Questioning the military’s necessity puts us in good company, specifically that of the Founders. Many of them vehemently opposed a “standing” army (i.e. one that is professionally, permanently established and remains intact rather than disbanding after beating off an attack. That definition encompasses cops as well: the Founders would never have drawn the artificial distinction we do between a force that fights overseas and one that wars on its own citizens. Indeed, the Redcoats patrolling Boston in the 1760′s and ’70′s fulfilled the functions of modern police).
So Elbridge Gerry of Massachusetts articulated popular wisdom when he damned standing armies as “the bane of liberty” during Congressional debate in 1789. The heroic Patrick Henry, too, denounced bellicose professionals because they “execute the execrable commands of tyranny.”
Even James Madison, among the most Federalistic of the Founders, listed the horrors that “proceed” from armies: “debts and taxes; … [which] are the known instruments for bringing the many under the domination of the few.” At the Constitutional Convention, he cautioned, “A standing military force, with an overgrown Executive, will not long be safe companions to liberty. The means of defence against foreign danger have been always the instruments of tyranny at home. Among the Romans it was a standing maxim to excite a war, whenever a revolt was apprehended. Throughout all Europe, the armies kept up under the pretext of defending, have enslaved, the people.”
Despite these warnings, the Constitution assumes that the Feds will maintain not only an Army but a Navy, too.

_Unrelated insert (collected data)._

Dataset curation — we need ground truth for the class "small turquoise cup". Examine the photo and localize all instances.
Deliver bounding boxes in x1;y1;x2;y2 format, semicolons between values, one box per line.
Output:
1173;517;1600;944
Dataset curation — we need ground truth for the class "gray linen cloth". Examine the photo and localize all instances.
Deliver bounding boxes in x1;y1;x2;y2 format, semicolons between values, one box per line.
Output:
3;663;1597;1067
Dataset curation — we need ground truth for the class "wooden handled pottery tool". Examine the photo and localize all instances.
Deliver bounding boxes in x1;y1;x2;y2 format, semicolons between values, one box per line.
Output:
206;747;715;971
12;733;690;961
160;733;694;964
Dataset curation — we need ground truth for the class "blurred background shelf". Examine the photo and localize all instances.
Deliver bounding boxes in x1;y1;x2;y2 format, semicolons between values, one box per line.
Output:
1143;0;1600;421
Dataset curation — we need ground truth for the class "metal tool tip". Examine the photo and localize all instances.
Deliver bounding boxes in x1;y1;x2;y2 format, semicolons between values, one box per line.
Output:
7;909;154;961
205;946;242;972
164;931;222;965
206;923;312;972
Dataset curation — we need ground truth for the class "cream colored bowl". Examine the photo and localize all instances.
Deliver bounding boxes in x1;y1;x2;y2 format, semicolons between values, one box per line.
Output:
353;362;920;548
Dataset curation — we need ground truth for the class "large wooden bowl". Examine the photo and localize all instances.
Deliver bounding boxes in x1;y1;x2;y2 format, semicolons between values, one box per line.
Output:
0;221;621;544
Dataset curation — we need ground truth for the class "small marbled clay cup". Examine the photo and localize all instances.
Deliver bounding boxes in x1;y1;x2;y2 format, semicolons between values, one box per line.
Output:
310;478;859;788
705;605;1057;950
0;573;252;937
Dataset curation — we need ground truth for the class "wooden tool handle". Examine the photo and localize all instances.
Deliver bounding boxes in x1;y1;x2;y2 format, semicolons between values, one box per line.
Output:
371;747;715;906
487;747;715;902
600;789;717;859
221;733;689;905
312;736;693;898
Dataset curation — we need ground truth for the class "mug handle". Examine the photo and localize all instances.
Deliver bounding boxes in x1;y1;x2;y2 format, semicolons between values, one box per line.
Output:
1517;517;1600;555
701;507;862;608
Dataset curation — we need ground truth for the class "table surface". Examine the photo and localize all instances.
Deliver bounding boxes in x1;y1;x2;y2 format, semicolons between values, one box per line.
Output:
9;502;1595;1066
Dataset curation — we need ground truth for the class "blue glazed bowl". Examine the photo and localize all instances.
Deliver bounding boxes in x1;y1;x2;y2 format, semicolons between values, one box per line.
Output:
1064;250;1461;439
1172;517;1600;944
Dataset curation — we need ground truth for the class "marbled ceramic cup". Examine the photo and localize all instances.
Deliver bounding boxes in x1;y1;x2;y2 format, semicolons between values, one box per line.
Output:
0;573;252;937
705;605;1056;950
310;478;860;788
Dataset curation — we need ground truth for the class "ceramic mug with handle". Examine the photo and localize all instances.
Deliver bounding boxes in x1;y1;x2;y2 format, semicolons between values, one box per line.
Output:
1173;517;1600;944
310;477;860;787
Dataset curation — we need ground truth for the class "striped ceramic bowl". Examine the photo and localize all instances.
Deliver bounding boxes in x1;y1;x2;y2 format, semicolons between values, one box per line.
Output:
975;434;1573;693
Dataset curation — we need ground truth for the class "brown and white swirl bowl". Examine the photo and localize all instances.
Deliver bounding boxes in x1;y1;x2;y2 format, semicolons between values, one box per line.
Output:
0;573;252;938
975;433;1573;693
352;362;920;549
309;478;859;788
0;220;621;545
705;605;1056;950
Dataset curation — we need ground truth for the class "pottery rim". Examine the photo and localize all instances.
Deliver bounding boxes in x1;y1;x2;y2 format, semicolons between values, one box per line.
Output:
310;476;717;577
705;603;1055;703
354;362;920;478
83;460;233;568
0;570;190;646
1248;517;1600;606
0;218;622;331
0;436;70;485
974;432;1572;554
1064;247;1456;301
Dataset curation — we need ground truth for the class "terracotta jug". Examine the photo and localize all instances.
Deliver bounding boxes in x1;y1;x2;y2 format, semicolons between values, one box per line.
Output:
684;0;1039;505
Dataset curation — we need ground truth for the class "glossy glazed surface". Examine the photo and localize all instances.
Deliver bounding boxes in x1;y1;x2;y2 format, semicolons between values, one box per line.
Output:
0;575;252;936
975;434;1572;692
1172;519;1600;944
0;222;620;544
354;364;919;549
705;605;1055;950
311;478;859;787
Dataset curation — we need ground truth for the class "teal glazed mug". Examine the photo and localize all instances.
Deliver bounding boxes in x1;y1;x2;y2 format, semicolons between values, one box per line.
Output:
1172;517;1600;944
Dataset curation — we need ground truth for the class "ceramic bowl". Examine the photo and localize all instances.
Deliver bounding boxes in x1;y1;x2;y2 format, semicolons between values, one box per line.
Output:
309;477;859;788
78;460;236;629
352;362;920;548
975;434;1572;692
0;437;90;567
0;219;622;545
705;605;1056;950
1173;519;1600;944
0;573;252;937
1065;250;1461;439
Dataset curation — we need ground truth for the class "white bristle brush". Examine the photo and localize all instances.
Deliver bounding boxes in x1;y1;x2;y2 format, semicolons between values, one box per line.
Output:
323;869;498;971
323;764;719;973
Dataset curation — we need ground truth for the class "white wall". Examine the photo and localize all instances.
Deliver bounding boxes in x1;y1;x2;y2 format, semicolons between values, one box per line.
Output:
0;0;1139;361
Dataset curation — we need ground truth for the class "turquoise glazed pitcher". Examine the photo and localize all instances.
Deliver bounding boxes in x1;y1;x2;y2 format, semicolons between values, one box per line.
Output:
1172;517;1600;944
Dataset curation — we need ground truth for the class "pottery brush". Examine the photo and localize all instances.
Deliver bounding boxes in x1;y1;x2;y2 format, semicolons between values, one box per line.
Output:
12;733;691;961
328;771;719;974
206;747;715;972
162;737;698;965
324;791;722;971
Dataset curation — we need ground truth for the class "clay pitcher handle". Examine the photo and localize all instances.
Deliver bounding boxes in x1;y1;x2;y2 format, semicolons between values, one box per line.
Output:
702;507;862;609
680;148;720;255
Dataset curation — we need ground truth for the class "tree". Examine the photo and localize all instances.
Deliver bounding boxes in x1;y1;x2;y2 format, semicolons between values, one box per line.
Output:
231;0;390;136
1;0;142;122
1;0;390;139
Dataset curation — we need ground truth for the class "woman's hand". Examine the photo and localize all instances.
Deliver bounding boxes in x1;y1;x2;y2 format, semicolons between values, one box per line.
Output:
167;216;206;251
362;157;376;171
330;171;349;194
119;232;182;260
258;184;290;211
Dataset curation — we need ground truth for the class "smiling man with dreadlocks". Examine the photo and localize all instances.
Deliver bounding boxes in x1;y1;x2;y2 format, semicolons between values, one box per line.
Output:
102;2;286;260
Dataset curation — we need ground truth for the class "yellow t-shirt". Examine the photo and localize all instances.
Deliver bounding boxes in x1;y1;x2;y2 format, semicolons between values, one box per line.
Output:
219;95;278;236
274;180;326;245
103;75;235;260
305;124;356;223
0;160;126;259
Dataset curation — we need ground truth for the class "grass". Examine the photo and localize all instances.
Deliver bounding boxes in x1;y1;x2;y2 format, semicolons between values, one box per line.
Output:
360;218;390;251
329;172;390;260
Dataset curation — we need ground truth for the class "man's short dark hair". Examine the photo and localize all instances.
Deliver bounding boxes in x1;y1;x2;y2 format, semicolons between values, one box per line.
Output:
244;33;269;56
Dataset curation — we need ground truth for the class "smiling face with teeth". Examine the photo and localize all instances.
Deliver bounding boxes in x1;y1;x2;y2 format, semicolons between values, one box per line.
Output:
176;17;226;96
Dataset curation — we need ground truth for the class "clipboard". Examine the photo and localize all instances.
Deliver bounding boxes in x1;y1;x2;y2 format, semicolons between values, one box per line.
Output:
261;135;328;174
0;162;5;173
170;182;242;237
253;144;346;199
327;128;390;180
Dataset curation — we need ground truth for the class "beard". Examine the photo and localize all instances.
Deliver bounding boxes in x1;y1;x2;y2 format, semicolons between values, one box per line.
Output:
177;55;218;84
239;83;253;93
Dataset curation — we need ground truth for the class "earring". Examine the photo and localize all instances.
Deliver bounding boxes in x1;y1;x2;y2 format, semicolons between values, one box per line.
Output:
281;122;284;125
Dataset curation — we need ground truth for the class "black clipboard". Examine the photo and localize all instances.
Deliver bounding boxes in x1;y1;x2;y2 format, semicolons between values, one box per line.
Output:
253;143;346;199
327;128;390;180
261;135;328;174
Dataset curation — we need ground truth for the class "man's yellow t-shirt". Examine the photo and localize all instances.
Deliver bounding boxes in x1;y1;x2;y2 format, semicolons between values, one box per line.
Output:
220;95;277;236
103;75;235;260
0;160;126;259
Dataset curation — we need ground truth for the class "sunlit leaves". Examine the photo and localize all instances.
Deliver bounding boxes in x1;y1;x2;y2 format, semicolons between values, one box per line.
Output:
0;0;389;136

Why? Perhaps partly because of a debate then ongoing – and one that still rages among historians and military buffs: could the militia, which simply means armed citizens as opposed to professional soldiers, have prevailed against the British Army by itself? After all, Patriot militia won several battles, including the essential one at Saratoga. Or was the United States’ victory in the Revolution impossible without the professional, full-time Continental Army?